To be honest, this "unlimited details" thing looks like a scam to me.
If you notice, they have well-detailed objects... which are copy-pasted everywhere. Because that way, all the objects in the scene can use the same representation in memory. Which makes the unlimited aspect laughably pointless. It's all very well and good that you have a game with an elephant statue where you can zoom in at the atomic level and see procedurally-generated stuff for it; but it's still a game that consists of a camera moving around an elephant statue. There could be twelve billion elephant statues, they're all clones of each other. You damage one? All others mimic the damage exactly because they share the same representation in memory.

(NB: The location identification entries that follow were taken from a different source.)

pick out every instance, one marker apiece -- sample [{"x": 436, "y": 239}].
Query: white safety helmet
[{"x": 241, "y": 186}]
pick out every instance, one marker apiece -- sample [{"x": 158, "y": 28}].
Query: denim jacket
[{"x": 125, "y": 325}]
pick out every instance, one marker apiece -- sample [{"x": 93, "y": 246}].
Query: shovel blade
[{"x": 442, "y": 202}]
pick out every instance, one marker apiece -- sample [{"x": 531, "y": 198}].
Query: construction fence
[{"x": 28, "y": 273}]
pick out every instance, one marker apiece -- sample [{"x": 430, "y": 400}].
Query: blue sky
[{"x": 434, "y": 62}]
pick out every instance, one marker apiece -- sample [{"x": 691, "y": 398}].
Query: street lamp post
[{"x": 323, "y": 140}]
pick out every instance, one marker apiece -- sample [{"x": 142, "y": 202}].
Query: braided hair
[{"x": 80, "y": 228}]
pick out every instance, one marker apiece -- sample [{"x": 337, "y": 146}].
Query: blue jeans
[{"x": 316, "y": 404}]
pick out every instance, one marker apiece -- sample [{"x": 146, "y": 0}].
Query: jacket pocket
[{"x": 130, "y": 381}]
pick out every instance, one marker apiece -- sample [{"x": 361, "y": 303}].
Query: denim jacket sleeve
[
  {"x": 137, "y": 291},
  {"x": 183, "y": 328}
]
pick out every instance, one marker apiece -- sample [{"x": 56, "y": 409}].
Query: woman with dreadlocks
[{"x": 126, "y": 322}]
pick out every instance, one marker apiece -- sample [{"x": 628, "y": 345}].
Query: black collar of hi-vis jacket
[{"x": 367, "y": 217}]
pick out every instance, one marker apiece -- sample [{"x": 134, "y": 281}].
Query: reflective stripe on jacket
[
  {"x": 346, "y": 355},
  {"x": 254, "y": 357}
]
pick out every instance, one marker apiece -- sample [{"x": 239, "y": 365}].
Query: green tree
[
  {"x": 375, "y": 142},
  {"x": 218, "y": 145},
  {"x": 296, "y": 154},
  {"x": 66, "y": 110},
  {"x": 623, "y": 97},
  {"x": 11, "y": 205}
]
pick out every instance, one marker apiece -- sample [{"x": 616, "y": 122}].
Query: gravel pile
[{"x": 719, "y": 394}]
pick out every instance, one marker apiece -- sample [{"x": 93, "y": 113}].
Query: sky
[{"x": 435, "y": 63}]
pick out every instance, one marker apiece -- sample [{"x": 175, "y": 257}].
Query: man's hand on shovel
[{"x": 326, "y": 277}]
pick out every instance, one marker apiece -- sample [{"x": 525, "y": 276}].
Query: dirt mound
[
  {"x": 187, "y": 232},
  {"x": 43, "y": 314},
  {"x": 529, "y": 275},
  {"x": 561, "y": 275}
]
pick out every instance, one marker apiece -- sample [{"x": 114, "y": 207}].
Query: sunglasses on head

It makes for pretty tech demo; but it's useless for games. You can't build a game out of looking at elephant statues.
The simple thing is that voxels are incredibly gluttonous. They gobble RAM like nothing else. They are, after all, 3D images. Take a 1024x1024 picture in RGBA: it takes up 1024x1024x4x8 bits in memory, or 4 megabytes. Now instead of a picture with pixels, make it a volume with voxels. 1024x1024x1024x4x8 = 4 gigabytes. Ouch!
Sure, there are ways to make voxel use up less memory. The approach generally used is through octal trees: you have a rough, low-detail three-dimensional grid (like, 2x2x2) and each of the blocks in that grid can be either entirely empty and stop here, entirely full and also stop here, or partly empty and partly full and then it has eight children in a 2x2x2 grid too. This approach is useful because it allows you to save some space in most cases and it also gives you a quick, built-in way to vary the level of detail by simply choosing the depth at which you stop going down the branches and instead just average a node from the values of its children. But doing so has a big disadvantage: the volumes can no longer be dynamically altered, unless you load them in full and recalculate them entirely. Which means either keeping the maximum level of detail quite low, and thereby renouncing any attempt at creating convincing "infinite details" from them; or dropping that idea and keeping voxels for static geometry.
This is the approach Carmack is taking for Idtech 6, the next engine after Rage and Doom 4. Static geometry such as terrain -- generally represented by height maps currently -- will be voxel, allowing to make cliffs and caves without having to use meshes for that. Everything dynamic as well as smaller but more varied static objects will stay as polygons.